Application Development Discussions
Join the discussions or start your own on all things application development, including tools and APIs, programming models, and keeping your skills sharp.
cancel
Showing results for 
Search instead for 
Did you mean: 

DB Index - Guid Vs Numeric - which is better for performance?

Jayananda_Kotri
Product and Topic Expert
Product and Topic Expert
0 Kudos

Hi,

I was trying to find which type of primary key or index (GUID Vs Numeric Key) would perform better in case of large data volumes of billions of records.

Intutively I felt that Numeric index performance would be better but I do not find any conclusive evidence or suggestions.

Typically GUIDs would serve the purpose of uniqueness but rarely would any application use them to search for a record, the search would be performed using other fields and then be read accordingly.

I tried to check with a test table and a report program but the readings are too close and varying, also simulating a real life DB with billions of records is difficult.

If uniqueness is enforced would numeric keys result in better DB performance?

Any suggestions?

Thanks and regards,

Jayanand

1 ACCEPTED SOLUTION

Former Member
0 Kudos

Hi Jyananda,

If uniqueness is enforced,it is sure that numeric keys result in better DB performance.

with regards,

Hema.

3 REPLIES 3

Former Member
0 Kudos

Hi Jyananda,

If uniqueness is enforced,it is sure that numeric keys result in better DB performance.

with regards,

Hema.

Former Member
0 Kudos

Hi,

The GUID is a wide column (16 bytes to be specific) and contains a unique combination of 33 uppercase and numeric characters (these are HEX value characters that range from A to F and numeric values that range between 0-9). This column, because it is the primary key, is going to be stored in the clustered index (unless specified to be a non-clustered index), and will be the page pointer for each leaf page in a non-clustered index. Also, if a GUID is used instead of an integer identity column, then the binary rendering of 33 characters needs to be matched for each row that is returned using that column in the WHERE clause.

If a high volume of inserts are done on these tables, then the large size of the GUID's will contribute to page splits, potentially resulting in performance problems. Another disadvantage is that typically, primary keys are searched frequently, further contributing to additional server overhead. And trying to recall a GUID from memory, giving it to someone verbally, or manually typing a GUID value into a query, is not fun or easy.

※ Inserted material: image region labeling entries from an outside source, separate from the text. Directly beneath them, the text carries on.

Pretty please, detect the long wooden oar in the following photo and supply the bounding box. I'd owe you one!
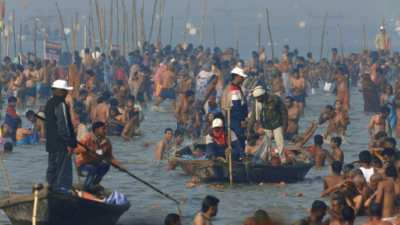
[35,114,181,211]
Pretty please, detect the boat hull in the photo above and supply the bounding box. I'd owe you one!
[0,188,130,225]
[175,160,313,183]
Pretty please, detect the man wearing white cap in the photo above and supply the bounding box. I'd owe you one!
[206,118,244,160]
[221,67,248,152]
[249,86,288,162]
[375,26,391,52]
[45,80,77,192]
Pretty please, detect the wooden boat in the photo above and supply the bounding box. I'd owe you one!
[170,121,317,183]
[175,158,313,183]
[0,185,130,225]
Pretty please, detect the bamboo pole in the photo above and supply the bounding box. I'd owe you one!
[55,2,71,52]
[265,8,275,60]
[363,24,367,50]
[0,154,11,197]
[71,17,76,51]
[94,0,104,49]
[89,0,96,50]
[132,0,138,49]
[115,0,121,47]
[213,22,217,47]
[147,0,158,43]
[337,24,344,59]
[5,21,10,56]
[257,24,261,50]
[12,9,17,57]
[157,0,165,46]
[319,13,328,60]
[169,16,174,45]
[225,108,233,185]
[183,0,191,42]
[18,23,23,54]
[33,18,37,57]
[108,0,114,53]
[140,0,146,48]
[200,0,208,45]
[121,0,126,56]
[83,24,88,48]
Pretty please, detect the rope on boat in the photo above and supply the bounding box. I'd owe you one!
[32,184,43,225]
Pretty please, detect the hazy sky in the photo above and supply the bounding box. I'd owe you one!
[6,0,400,58]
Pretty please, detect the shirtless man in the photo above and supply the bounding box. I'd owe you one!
[321,161,344,197]
[368,107,389,137]
[192,195,219,225]
[154,64,176,110]
[175,70,193,124]
[128,64,144,99]
[289,68,306,112]
[24,62,39,106]
[285,96,301,141]
[364,203,392,225]
[331,137,344,164]
[155,128,174,160]
[375,165,397,219]
[91,96,110,123]
[307,134,329,168]
[336,66,350,112]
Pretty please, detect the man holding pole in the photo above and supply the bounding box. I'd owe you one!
[221,67,248,157]
[45,80,77,192]
[249,86,288,163]
[75,122,122,190]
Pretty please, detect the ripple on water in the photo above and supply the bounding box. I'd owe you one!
[0,91,369,225]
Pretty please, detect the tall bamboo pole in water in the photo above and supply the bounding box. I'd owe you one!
[18,23,23,54]
[257,24,261,50]
[89,0,96,50]
[363,24,367,50]
[108,0,114,53]
[337,24,344,59]
[33,18,37,57]
[319,13,328,60]
[183,0,191,43]
[147,0,158,43]
[265,8,275,60]
[213,21,217,47]
[169,16,174,45]
[132,0,138,49]
[157,0,165,46]
[140,0,146,50]
[115,0,121,48]
[121,0,127,56]
[55,2,71,52]
[94,0,104,49]
[12,9,17,57]
[200,0,208,45]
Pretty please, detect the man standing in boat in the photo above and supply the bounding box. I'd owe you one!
[221,67,248,155]
[45,80,77,192]
[249,86,288,162]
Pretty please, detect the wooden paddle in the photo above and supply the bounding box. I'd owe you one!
[35,114,181,212]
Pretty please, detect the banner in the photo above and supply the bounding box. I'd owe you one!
[44,41,62,62]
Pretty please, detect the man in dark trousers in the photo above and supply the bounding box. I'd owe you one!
[45,80,77,192]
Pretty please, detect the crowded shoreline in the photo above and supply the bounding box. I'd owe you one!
[0,0,400,225]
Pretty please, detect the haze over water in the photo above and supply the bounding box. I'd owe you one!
[0,0,400,225]
[7,0,400,58]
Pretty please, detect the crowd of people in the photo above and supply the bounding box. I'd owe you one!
[0,23,400,225]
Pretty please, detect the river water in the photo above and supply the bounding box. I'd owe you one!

If you need a key is unique across all servers, I would recommend using a composite key as the PK instead of a GUID.

regards,

vasavi

reward if it is helpful.

Jayananda_Kotri
Product and Topic Expert
Product and Topic Expert
0 Kudos

Hi,

Thank you for the answers.

We are looking at a scenario where there would be billions of records with millions of inserts (transactions) daily.

Insert and search performance would be critical.

As of now it looks like we would have to use GUIDs anyway and are evaluating for performance.